整理一下何錦文教授高等演算法課上的作業。
作業題目好像都不太會變的樣子？
所以如果你有參考我整理的題目的話，留個言讓我知道我做功德了♥
有什麼問題都可以在下面留言討論，私訊我也可以。

Written in English.

problem 1

Recall the recursive program (discussed in the class) that computes the n-th Fibonacci number. Compute the number of additions used by the program.

$$ T(1) = 0$$
$$ T(n) = T(n-1) + T(n-2) + 1 $$
$$ T(n) < 2T(n-1) + 1 = 4T(n-2) + 2 + 1 = 8T(n-3) + 4 + 2 + 1 $$
$$ T(n) < 2^kT(n-k) + \frac{(1-2^k)}{1-2} $$
$$ if\;n-k=1,k=n-1$$
$$ O(T(n)) = O( 2^{n-1}T(1) + \frac{1-2^{n-1}}{1-2} ) = O(2^n) $$

problem 2

Determine the space complexity of the quicksort algorithm.

For in-place quick sort, space complexity is determined by stacks used by recursive call.

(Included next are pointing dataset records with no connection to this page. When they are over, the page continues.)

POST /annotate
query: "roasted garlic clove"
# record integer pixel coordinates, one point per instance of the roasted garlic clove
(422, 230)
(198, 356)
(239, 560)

The best case, it needs O(logn) recursive call to sort, the space complexity is O(logn).

The worse case, it needs O(n) recursive call to sort, the space complexity is O(n).

We know the the average case of quick sort is that it need O(logn) recursive call, so the space complexity of quicksort is O(logn).

problem 3

Derive an exact closed formula of the merge sort recurrence relation $T(n): T(n) = T(\lfloor \frac{n}{2} \rfloor) + T(\lceil \frac{n}{2} \rceil) + n-1, T(1) = 0$

$$ T(n) = 2T(\frac{n}{2}) + n-1 = 4T(\frac{n}{4}) + n-2 + n-1 = 8T(\frac{n}{8}) + n-4 + n-2 + n-1 $$
$$ T(n) = 2^kT(\frac{n}{2^k}) + kn + \frac{1-2^k}{1-2} $$
$$ if \frac{n}{2^k} = 1 , k = log_2(n) $$
$$ T(n) = nlog_2(n) + \frac{1-n}{1-2}$$

problem 4

Given a set of n+1 numbers out of the first 2n natural numbers 1, 2, …, 2n, prove by mathematic induction that here are two numbers in the set, one of which divides the other.

Basis : $n = 1, 1|2 $
Assume that, for $n = k$, it holds(select k+1 numbers from first 2k natural numbers).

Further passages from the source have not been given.